More Than 14 Million Global Cancer Cases Yearly
This is not good: the World Health Organization's International Agency for Research on Cancer reports that the number of global cancer diagnoses each year has risen to over 14 million. That's a rise of over 1 million cases from 2008, when the global annual number was 12.7 million per year. According to researchers, the reasons for the rise are twofold: first, there is a documented increase in rates of smoking and obesity, both risk factors for cancer, and second, people are living longer, giving more time for cancer to manifest.
Coming in alongside the rise in smoking is data that lung cancer is the most common cancer around the world, accounting for 1.8 million cases, or about 13 percent of the total. And breast cancer also saw a sharp rise, making it the most commonly found cancer in women — but unfortunately, mortality rates for breast cancer have also increased.
"Breast cancer is also a leading cause of cancer death in the less developed countries of the world," said WHO's David Forman. "This is partly because a shift in lifestyles is causing an increase in incidence, and partly because clinical advances to combat the disease are not reaching women living in these regions."

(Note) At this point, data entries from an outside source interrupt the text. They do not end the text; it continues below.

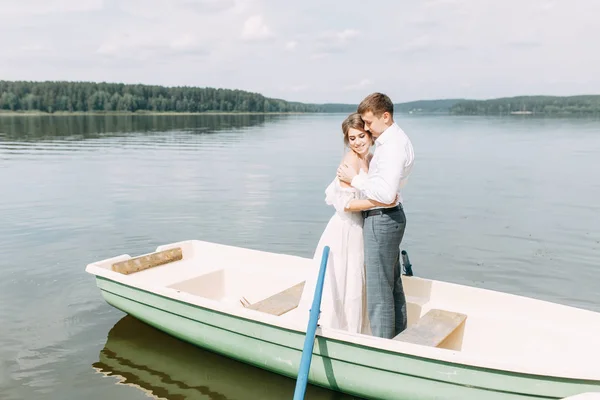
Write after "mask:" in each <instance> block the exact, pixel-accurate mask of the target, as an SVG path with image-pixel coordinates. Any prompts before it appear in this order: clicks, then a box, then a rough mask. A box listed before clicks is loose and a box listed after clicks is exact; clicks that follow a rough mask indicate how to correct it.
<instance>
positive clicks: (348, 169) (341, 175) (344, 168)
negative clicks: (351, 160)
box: [337, 163, 356, 184]
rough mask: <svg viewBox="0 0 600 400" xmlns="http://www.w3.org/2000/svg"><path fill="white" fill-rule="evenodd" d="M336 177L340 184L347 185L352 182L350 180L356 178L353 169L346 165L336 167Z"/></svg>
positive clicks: (342, 165)
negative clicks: (346, 183) (336, 170)
mask: <svg viewBox="0 0 600 400" xmlns="http://www.w3.org/2000/svg"><path fill="white" fill-rule="evenodd" d="M337 175H338V178H339V179H340V180H341V181H342V182H346V183H348V184H349V183H350V182H352V179H354V177H355V176H356V171H355V170H354V169H353V168H351V167H349V166H348V164H346V163H342V164H341V165H340V166H339V167H338V172H337Z"/></svg>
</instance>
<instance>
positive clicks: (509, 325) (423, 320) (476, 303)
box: [94, 241, 600, 365]
mask: <svg viewBox="0 0 600 400" xmlns="http://www.w3.org/2000/svg"><path fill="white" fill-rule="evenodd" d="M94 265H96V266H101V267H103V268H106V269H108V270H111V271H114V272H117V273H120V274H124V275H127V276H128V277H131V278H132V279H135V280H136V281H139V282H140V283H142V284H144V285H146V286H160V287H163V288H168V289H169V290H173V291H175V292H185V293H187V294H190V295H193V296H199V297H203V298H207V299H211V300H214V301H218V302H221V303H224V304H228V305H229V306H231V307H234V308H239V309H246V310H252V311H255V312H261V313H267V314H270V315H273V316H277V317H278V318H281V319H282V320H285V321H288V322H293V323H297V324H298V326H299V327H300V328H301V329H305V328H306V324H307V321H308V317H309V311H308V309H300V308H299V307H298V305H299V301H300V297H301V295H302V291H303V289H304V285H305V280H306V277H307V273H308V274H310V273H316V271H317V269H318V268H319V263H316V262H313V260H312V259H307V258H302V257H296V256H291V255H284V254H276V253H268V252H262V251H258V250H250V249H244V248H238V247H230V246H225V245H220V244H215V243H208V242H201V241H186V242H180V243H176V244H171V245H165V246H161V247H159V248H158V249H157V251H155V252H153V253H150V254H146V255H143V256H139V257H134V258H132V257H129V256H121V257H120V258H118V257H117V258H113V259H109V260H105V261H104V262H99V263H95V264H94ZM128 279H129V278H128ZM403 282H404V290H405V295H406V300H407V311H408V327H407V329H406V330H405V331H403V332H402V333H401V334H399V335H398V336H396V337H395V338H393V339H392V340H396V341H402V342H408V343H414V344H418V345H423V346H430V347H436V348H439V349H447V350H452V351H459V352H462V353H470V354H476V355H477V356H479V355H480V354H485V356H486V357H495V358H496V359H499V360H500V359H502V360H505V361H507V362H513V361H514V360H515V359H516V358H523V357H529V356H531V357H534V358H535V362H536V364H537V363H540V365H542V364H543V363H545V362H547V363H552V362H554V361H555V359H556V356H557V352H558V353H560V356H561V357H562V359H563V361H564V362H567V363H568V362H573V363H575V362H576V361H577V357H576V355H577V354H581V352H583V351H590V350H593V351H592V352H593V353H595V354H596V356H595V357H596V359H597V358H598V357H597V356H600V350H599V349H598V346H592V348H590V346H587V347H586V346H585V343H588V344H589V343H590V341H591V340H593V341H594V342H596V341H597V339H595V338H594V337H593V336H594V335H593V333H592V332H590V330H589V329H586V328H585V327H586V326H589V325H590V324H591V325H592V326H596V327H600V317H599V315H600V314H599V313H594V312H591V311H588V310H582V309H576V308H572V307H567V306H563V305H560V304H554V303H548V302H543V301H540V300H536V299H531V298H526V297H520V296H515V295H511V294H507V293H502V292H495V291H490V290H485V289H481V288H476V287H471V286H462V285H456V284H452V283H447V282H440V281H435V280H429V279H423V278H419V277H413V276H403ZM311 297H312V296H311ZM517 310H518V312H516V311H517ZM556 318H559V319H560V320H561V321H562V324H556ZM490 341H492V342H493V343H494V345H493V346H490ZM557 343H562V344H565V343H568V344H569V350H568V351H567V350H566V349H564V348H562V347H558V348H557V345H556V344H557ZM563 347H564V346H563ZM578 348H580V350H578ZM590 357H591V356H590ZM580 362H581V361H579V363H580Z"/></svg>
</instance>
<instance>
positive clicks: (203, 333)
mask: <svg viewBox="0 0 600 400" xmlns="http://www.w3.org/2000/svg"><path fill="white" fill-rule="evenodd" d="M318 268H319V262H315V261H314V260H312V259H308V258H302V257H297V256H291V255H286V254H276V253H270V252H264V251H257V250H251V249H245V248H239V247H232V246H227V245H223V244H217V243H210V242H204V241H197V240H190V241H183V242H178V243H172V244H168V245H164V246H159V247H158V248H157V249H156V251H155V252H153V253H150V254H145V255H141V256H137V257H131V256H129V255H127V254H124V255H119V256H116V257H111V258H108V259H105V260H101V261H97V262H93V263H91V264H89V265H87V267H86V271H87V272H89V273H90V274H93V275H94V276H95V277H96V283H97V286H98V288H99V289H100V291H101V293H102V295H103V296H104V298H105V300H106V301H107V302H108V303H109V304H111V305H113V306H114V307H116V308H118V309H120V310H122V311H124V312H125V313H127V314H130V315H132V316H133V317H135V318H137V319H140V320H142V321H144V322H146V323H147V324H149V325H152V326H154V327H156V328H158V329H160V330H162V331H164V332H166V333H168V334H170V335H172V336H174V337H177V338H179V339H181V340H184V341H187V342H190V343H192V344H194V345H196V346H199V347H202V348H206V349H209V350H211V351H214V352H216V353H219V354H222V355H225V356H227V357H231V358H233V359H236V360H239V361H242V362H245V363H248V364H251V365H255V366H258V367H260V368H263V369H266V370H268V371H272V372H274V373H278V374H282V375H285V376H288V377H292V378H295V377H296V376H297V374H298V368H299V363H300V359H301V353H302V347H303V343H304V337H305V333H306V327H307V322H308V316H309V313H308V310H302V309H300V308H298V307H297V305H298V301H299V298H300V295H301V293H302V288H303V285H304V282H305V280H306V279H307V276H309V274H316V273H317V272H316V271H317V269H318ZM403 282H404V288H405V293H406V296H407V308H408V328H407V330H406V331H404V332H403V333H401V334H400V335H399V336H398V337H396V338H394V339H381V338H376V337H373V336H369V335H361V334H352V333H349V332H344V331H340V330H336V329H330V328H327V327H319V328H318V329H317V337H316V340H315V345H314V349H313V358H312V364H311V369H310V374H309V382H310V383H312V384H314V385H318V386H322V387H325V388H328V389H332V390H336V391H340V392H344V393H347V394H350V395H355V396H360V397H363V398H367V399H439V398H444V399H562V398H565V397H567V396H574V395H577V394H581V393H584V392H598V391H600V366H599V364H598V360H600V335H599V333H600V313H597V312H592V311H588V310H583V309H578V308H574V307H569V306H565V305H560V304H555V303H551V302H546V301H541V300H536V299H532V298H527V297H521V296H516V295H512V294H506V293H501V292H496V291H491V290H485V289H481V288H475V287H469V286H463V285H457V284H452V283H447V282H441V281H436V280H430V279H423V278H419V277H416V276H403Z"/></svg>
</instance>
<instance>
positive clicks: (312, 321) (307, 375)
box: [294, 246, 329, 400]
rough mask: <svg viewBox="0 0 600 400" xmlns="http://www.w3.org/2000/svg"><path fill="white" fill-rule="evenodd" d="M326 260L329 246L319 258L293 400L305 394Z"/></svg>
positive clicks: (324, 272) (302, 398) (319, 305)
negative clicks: (305, 334) (299, 367)
mask: <svg viewBox="0 0 600 400" xmlns="http://www.w3.org/2000/svg"><path fill="white" fill-rule="evenodd" d="M328 258H329V246H325V247H324V248H323V256H322V257H321V267H320V269H319V276H318V278H317V285H316V287H315V294H314V297H313V302H312V306H311V308H310V316H309V319H308V327H307V328H306V337H305V338H304V348H303V349H302V358H301V359H300V369H299V371H298V379H297V380H296V390H295V391H294V400H303V399H304V394H305V393H306V385H307V383H308V372H309V371H310V362H311V361H312V349H313V346H314V342H315V335H316V331H317V321H318V320H319V314H320V312H321V297H322V295H323V282H324V281H325V269H326V268H327V259H328Z"/></svg>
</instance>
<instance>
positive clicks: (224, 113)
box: [0, 110, 324, 117]
mask: <svg viewBox="0 0 600 400" xmlns="http://www.w3.org/2000/svg"><path fill="white" fill-rule="evenodd" d="M302 114H324V113H317V112H258V111H239V112H236V111H203V112H179V111H173V112H171V111H56V112H53V113H49V112H44V111H9V110H0V117H3V116H5V117H15V116H18V117H42V116H48V117H52V116H60V117H63V116H99V117H109V116H119V117H120V116H186V115H302Z"/></svg>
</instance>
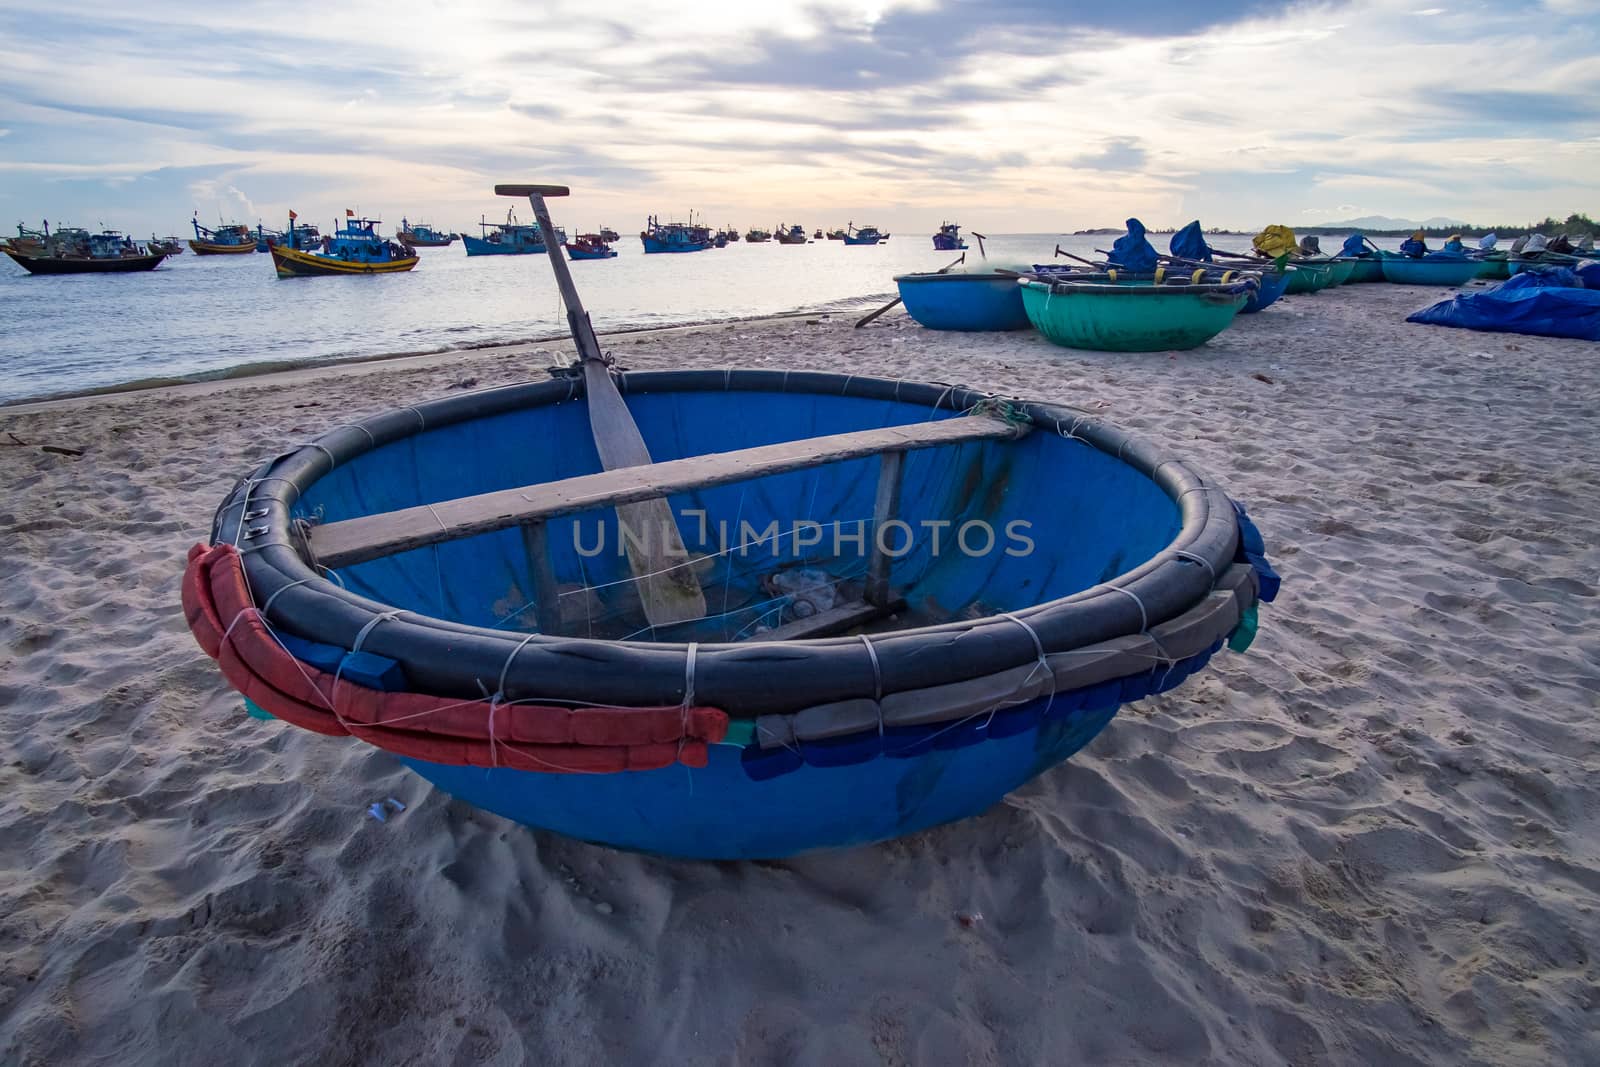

But it gets worse: WHO predicts that in about ten years (by 2025), the number of annual cancer cases worldwide will be a whopping 19 million. That's almost double the population of Belgium!
Perhaps part of it could be explained by better screening technology, treatments, and earlier detection. But, the rates of diagnosis grow alongside mortality rates. The global death toll from cancer was 8.2 million in 2012, up eight percent from 7.6 in 2008.
The WHO says that the rise in mortality, which is especially pronounced among breast cancer patients, may be caused by the fact that while diagnoses are increasing in developing parts of the world, the most sophisticated, expensive treatments aren't yet reaching women there.
But the most common causes of cancer deaths were lung, liver, and stomach cancers.
"An urgent need in cancer control today is to develop effective and affordable approaches to the early detection, diagnosis, and treatment of breast cancer among women living in less developed countries," said the IARC's Christopher Wild. "These findings bring into sharp focus the need to implement the tools already available for cervical cancer, notably HPV vaccination combined with well organized national programs for screening and treatment."